What are the tolerances of five band resistors?

What are the tolerances of five band resistors?

Most five band resistors are precision resistors with tolerances of either 1% or 2% while most of the four band resistors have tolerances of 5%, 10% and 20%. The colour code used to denote the tolerance rating of a resistor is given as: Brown = 1%, Red = 2%, Gold = 5%, Silver = 10 %.

How to calculate the resistance of a transistor?

Now, let’s calculate the correct resistance value for resistor Rc. Let Vcc = 5V, V (LED) = 1.9V, V CE (sat) = .1V, and I C (MAX) = 15 mA. The answer is: The calculation shows that we need a 200 ohm resistor for Rc in order to limit the current through the LED to a safe 15 mA.

Is it possible to use an arbitrarily high resistor?

Yes, to a certain extent. You can’t use an arbitrarily high resistor– giving you an arbitrarily small amount of emitter-base current through the PNP transistor –because the PNP transistor has finite gain. That gain is in the neighborhood of 100, if we used (for example) a 2N3906 transistor.

How is an emitter resistor used in a transistor?

The simple solution, shown in Fig. 4.19B, is to add a base–emitter resistor to any transistor, which is threatened by leakage currents. The resistor is sized to divert only a modest proportion of the base current (typically one-tenth) when the transistor is being driven on.

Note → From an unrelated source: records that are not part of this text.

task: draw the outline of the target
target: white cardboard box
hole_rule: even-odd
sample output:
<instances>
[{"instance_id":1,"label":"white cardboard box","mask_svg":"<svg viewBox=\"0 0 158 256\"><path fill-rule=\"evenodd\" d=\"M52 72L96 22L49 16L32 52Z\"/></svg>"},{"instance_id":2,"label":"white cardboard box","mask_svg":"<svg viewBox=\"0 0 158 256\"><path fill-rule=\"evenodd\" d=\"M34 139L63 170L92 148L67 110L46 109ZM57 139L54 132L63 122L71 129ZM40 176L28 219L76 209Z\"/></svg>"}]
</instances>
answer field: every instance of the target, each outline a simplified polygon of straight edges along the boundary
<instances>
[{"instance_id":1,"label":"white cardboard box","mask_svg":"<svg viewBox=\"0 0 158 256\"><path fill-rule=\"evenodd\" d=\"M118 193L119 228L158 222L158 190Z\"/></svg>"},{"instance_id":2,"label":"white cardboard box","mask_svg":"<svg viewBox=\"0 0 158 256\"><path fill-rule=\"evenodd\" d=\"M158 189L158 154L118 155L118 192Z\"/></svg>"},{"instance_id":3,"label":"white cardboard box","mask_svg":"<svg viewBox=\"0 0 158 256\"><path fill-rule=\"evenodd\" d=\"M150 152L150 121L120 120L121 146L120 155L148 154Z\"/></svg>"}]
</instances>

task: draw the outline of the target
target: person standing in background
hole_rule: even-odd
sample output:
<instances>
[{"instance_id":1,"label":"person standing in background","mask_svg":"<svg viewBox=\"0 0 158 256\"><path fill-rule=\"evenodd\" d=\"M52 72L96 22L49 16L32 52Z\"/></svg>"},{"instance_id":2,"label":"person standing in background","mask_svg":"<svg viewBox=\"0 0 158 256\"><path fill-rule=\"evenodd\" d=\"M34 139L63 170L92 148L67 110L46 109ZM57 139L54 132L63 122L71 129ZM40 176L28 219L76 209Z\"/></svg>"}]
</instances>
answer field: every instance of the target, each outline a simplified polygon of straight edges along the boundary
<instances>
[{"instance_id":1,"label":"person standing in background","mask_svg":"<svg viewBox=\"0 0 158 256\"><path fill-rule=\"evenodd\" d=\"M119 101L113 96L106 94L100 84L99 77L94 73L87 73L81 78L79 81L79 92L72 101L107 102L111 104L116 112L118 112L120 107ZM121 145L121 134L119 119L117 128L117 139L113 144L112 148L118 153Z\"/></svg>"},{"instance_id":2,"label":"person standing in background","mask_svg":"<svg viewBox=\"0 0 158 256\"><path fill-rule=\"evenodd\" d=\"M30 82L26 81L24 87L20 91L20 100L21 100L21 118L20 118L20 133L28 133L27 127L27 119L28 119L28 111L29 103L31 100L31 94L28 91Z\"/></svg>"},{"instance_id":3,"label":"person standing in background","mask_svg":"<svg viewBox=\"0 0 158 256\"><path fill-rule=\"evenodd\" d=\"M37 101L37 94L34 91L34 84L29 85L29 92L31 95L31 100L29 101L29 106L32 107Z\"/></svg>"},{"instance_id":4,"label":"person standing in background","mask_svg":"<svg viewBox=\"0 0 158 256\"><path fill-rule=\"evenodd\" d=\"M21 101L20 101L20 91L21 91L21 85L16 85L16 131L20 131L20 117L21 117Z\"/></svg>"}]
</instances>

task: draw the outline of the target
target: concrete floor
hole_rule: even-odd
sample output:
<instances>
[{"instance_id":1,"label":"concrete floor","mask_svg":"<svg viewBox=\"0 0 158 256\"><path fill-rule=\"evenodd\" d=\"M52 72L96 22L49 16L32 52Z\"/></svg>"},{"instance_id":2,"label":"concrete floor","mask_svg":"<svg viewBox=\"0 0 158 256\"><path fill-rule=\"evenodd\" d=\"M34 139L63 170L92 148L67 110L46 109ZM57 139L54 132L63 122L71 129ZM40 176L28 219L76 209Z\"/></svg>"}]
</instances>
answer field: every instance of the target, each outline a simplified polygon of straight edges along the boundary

Most five band resistors are precision resistors with tolerances of either 1% or 2% while most of the four band resistors have tolerances of 5%, 10% and 20%. The colour code used to denote the tolerance rating of a resistor is given as: Brown = 1%, Red = 2%, Gold = 5%, Silver = 10 %.

How is the resistor of a transistor sized?

The resistor is sized to divert only a modest proportion of the base current (typically one-tenth) when the transistor is being driven on. In the example above, assume that the base current of TR2 is set to 1 mA in the on-state; then taking VBE = 0.6 V at this current, RL is 0.6 V/0.1 mA = 6 kΩ.

Yes, to a certain extent. You can’t use an arbitrarily high resistor– giving you an arbitrarily small amount of emitter-base current through the PNP transistor –because the PNP transistor has finite gain. That gain is in the neighborhood of 100, if we used (for example) a 2N3906 transistor.

How is the current limited in a transistor?

As the transistor acts as a closed switch, the current is limited only by the resistor. This is our first point of the line: If Ic = 0 no current is flowing. This means that there’s no voltage drop in the resistor (V = I·R) and all the voltage drops in the transistor (Vce = Vcc).